Une si longue lettre, Mariama Bâ, Ed. Le serpent à plumes, 2001 (Les nouvelles éditions africaines du Sénégal, 1979)....

Modou, le mari de Ramatoulaye Bâ vient de mourir. Quelques années auparavant, après vingt-cinq ans de mariage et douze enfants, il avait pris une seconde épouse de l’âge de sa fille aînée, délaissant Ramatoulaye et ses enfants. C’est cela que raconte Ramatoulaye dans cette longue lettre à son amie Aïssatou, partie du pays lorsque son mari avait fait la même chose. Mais dans cette lettre, il est aussi question de la condition des femmes au Sénégal, des mariages forcés, de leur absence de droits

L’an dernier, en classe de seconde, mon fils a étudié ce livre. Je lui avais dit que je le lirai et puis, les autres livres venant, j’ai reculé et oublié. Et puis, cette année (bon en fait, techniquement, ce sera l’an prochain, puisqu’en janvier) pour la prochaine rencontre du club de lecture de la bibliothèque, le thème est les auteures africaines, et cette longue lettre est dans la liste. Ni une ni deux, je fonce dans la chambre du fiston et je lui pique son bouquin dans lequel je me plonge. Un peu laborieux au départ, j’avoue n’avoir commencé à aimer qu’au bout d’un certain nombre de pages et que d’autres ont été survolées. Mais malgré cela, c’est un livre fort qui va droit au but et dit clairement l’absence de droits des femmes, leur obligation de se soumettre à l’autorité masculine, leur mise à l’écart lorsqu’elles osent dire non, les mariages forcés, la polygamie. Certaines, de la génération de Ramatoulaye, se rebellent, "Car, premières pionnières de la promotion de la femme africaine, nous étions peu nombreuses. Des hommes nous taxaient d’écervelées. D’autres nous désignaient comme des diablesses. Mais beaucoup voulaient nous posséder. Combien de rêves avions-nous alimentés désespérément, qui auraient pu se concrétiser en bonheur durable et que nous avons déçus pour en embrasser d’autres qui ont piteusement éclaté comme bulles de savon, nous laissant la main vide ?" (p.36)
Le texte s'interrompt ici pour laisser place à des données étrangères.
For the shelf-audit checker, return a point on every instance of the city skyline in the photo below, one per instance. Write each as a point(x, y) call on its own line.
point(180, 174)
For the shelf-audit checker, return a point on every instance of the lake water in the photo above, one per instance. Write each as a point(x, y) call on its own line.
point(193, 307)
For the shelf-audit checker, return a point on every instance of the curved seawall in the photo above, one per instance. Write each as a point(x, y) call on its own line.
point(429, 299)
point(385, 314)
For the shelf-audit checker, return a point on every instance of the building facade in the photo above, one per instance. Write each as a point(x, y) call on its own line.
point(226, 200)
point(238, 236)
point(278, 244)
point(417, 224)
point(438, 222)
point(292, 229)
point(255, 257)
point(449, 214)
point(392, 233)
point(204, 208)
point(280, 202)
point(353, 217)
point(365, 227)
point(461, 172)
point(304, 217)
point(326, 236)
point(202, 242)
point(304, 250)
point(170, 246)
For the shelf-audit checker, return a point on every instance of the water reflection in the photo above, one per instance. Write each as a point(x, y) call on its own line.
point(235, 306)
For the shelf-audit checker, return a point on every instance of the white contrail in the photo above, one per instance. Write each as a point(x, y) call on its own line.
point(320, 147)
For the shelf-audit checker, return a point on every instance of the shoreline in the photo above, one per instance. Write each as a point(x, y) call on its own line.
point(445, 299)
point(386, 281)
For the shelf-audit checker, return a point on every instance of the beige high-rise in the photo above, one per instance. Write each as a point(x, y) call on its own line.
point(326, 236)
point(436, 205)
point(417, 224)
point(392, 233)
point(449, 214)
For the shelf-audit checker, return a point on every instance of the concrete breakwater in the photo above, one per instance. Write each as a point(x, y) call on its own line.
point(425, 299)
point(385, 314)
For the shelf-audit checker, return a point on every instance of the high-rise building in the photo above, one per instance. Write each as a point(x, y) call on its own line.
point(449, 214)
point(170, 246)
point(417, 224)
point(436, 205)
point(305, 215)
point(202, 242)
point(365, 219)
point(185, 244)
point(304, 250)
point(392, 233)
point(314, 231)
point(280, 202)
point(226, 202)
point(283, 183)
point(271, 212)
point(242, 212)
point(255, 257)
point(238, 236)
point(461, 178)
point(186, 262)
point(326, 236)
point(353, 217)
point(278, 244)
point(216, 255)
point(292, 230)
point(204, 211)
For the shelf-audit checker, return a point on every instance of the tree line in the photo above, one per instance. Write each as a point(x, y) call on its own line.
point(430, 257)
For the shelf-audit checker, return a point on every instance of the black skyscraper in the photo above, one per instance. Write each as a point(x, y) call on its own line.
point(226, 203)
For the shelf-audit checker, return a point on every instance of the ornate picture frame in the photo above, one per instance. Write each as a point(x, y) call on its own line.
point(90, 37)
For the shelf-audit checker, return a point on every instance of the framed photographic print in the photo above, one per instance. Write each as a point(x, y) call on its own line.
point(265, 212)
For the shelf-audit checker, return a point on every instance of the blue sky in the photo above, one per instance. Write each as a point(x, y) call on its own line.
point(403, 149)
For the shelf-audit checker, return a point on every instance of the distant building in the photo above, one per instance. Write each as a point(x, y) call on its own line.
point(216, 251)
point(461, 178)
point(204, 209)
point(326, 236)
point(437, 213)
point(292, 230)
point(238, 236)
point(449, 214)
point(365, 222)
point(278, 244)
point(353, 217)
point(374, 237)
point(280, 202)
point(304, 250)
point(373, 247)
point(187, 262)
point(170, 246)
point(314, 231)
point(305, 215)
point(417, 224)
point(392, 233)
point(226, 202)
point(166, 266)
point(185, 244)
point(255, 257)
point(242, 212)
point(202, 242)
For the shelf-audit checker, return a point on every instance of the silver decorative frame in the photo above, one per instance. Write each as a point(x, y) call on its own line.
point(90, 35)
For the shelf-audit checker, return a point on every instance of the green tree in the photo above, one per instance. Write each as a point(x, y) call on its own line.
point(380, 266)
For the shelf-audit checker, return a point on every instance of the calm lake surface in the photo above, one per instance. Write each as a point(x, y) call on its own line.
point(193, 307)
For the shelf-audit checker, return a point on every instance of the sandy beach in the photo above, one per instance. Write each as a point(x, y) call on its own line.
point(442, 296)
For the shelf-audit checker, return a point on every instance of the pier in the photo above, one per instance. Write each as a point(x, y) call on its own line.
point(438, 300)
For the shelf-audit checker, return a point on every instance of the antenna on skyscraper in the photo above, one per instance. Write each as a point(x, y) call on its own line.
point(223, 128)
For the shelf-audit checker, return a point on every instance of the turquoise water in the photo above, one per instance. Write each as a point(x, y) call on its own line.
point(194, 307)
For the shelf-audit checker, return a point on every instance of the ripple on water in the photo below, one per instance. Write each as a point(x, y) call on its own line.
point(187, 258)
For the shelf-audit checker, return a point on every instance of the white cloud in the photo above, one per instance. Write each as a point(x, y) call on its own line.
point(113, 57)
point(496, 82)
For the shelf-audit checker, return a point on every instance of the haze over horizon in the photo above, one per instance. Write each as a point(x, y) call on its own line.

Cette lettre fait aussi le point sur les différentes classes sociales, sur ce que sont prêtes à faire certaines femmes pour monter dans la société : véritablement vendre leurs filles à des hommes plus âgés et riches bénéficiant d’une position sociale enviable, elles deviendront des co-épouses, leurs mères accédant ainsi à une vie plus facile : maison, nourriture, argent, … Elles joueront leurs cartes au détriment de celles de leurs filles (elles pensent à elles bien sûr, arrangent leurs mariages pour leur bien, pour qu’elles aient une vie moins difficile que les leurs). Les premières épouses acceptent, contraintes, la concurrence, se consolant comme elles peuvent : "Je me disais ce que disent toutes les femmes trompées : si Modou était du lait, c’est moi qui ai eu toute la crème. Ce qui restait, bah ! de l’eau avec une vague odeur de lait." (p. 78). Lorsque Ramatoulaye se retrouve veuve, elle est, malgré ses cinquante ans, ses nombreuses grossesses qui l’ont déformée, la cible d’attentions masculines dues plutôt à son rang et à l’argent que son mari lui a laissé. Elle refuse toute demande : "Je survivais. Je me débarrassais de ma timidité  pour affronter seule les salles de cinéma ; je m’asseyais à ma place, avec de moins en moins de gêne, au fil des mois. On dévisageait la femme mûre sans compagnon. Je feignais l’indifférence, alors que la colère martelait mes nerfs et que mes larmes retenues embuaient mes yeux. Je mesurais aux regards étonnés, la minceur de la liberté accordée à la femme." (p. 99)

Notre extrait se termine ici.